[ExI] he said what????

Adrian Tymes atymes at gmail.com
Fri Dec 30 21:22:54 UTC 2016


On Fri, Dec 30, 2016 at 1:00 PM, John Clark <johnkclark at gmail.com> wrote:
> On Fri, Dec 30, 2016 at 3:34 PM, Adrian Tymes <atymes at gmail.com> wrote:
>>> On Fri, Dec 30, 2016 at 12:17 PM, John Clark <johnkclark at gmail.com>
>>> wrote:
>>> > NASDAQ inserts a digital time stamp from the National Institute of
>>> > Standards
>>> > into its financial transactions and then makes a cryptographically
>>> > secure
>>> > hash out of it, that way anyone can prove when a transaction occurred
>>> > to
>>> > within a fraction of a second. Perhaps not too far from now it will be
>>> > common practice for cameras, even cell phone cameras, to do something
>>> > similar. That way if somebody produces a video of me making silly faces
>>> > I
>>> > can produce an older video without the clowning proving it was altered.
>>
>> Not sure I understand.  What would prevent the faker from just signing
>> their video with the same time stamp (or rather, a hash produced from
>> the same time stamp) as the original?
>
> When I make my non-clowning video I get it timestamped by a trusted party
> like
> the National Institute of Standards
> and then I sign the entire thing
> myself. After that if somebody altered it the alteration would have a later
> timestamp and would be lacking my signature and I could prove which one was
> original, or at least more original, I couldn't prove there wasn't an even
> earlier version out there somewhere. If you can do it for financial
> transactions I don't see why it couldn't be done for video, right now it
> would probably be too expensive but it the demand is high the price would
> fall.

Ah, I think I see the disconnect.

With NASDAQ, the hash is a way of verifying the time stamp they claim.
Of course they also have a plaintext time stamp too.  Most likely, the
time stamp and other crucial info are signed by NASDAQ's private key,
so one can be sure that the communication is what NASDAQ claims -
guarding against man-in-the-middle attacks.
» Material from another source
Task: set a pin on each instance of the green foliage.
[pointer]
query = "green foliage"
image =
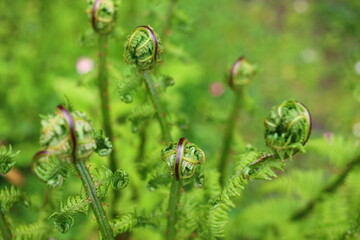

In your example, you could do the same for your videos, proving that
*you say that* you have an older video.  This does not absolutely
prove that you actually had that earlier video, just that you say that
you do.

In neither case does NIST actually sign anything.  NIST provides a
time value, which you and NASDAQ claim to have cited.  But it is
impossible to prove 100% that you or NASDAQ actually got that time
stamp from NIST; you or NASDAQ could have made up an earlier time
stamp.  There's nothing special about time stamps; fundamentally, they
are just a number of time units since an agreed-upon epoch.  That
said, people trust NASDAQ not to deliberately lie; using NIST just
helps them to not accidentally lie (in case their own clock is off).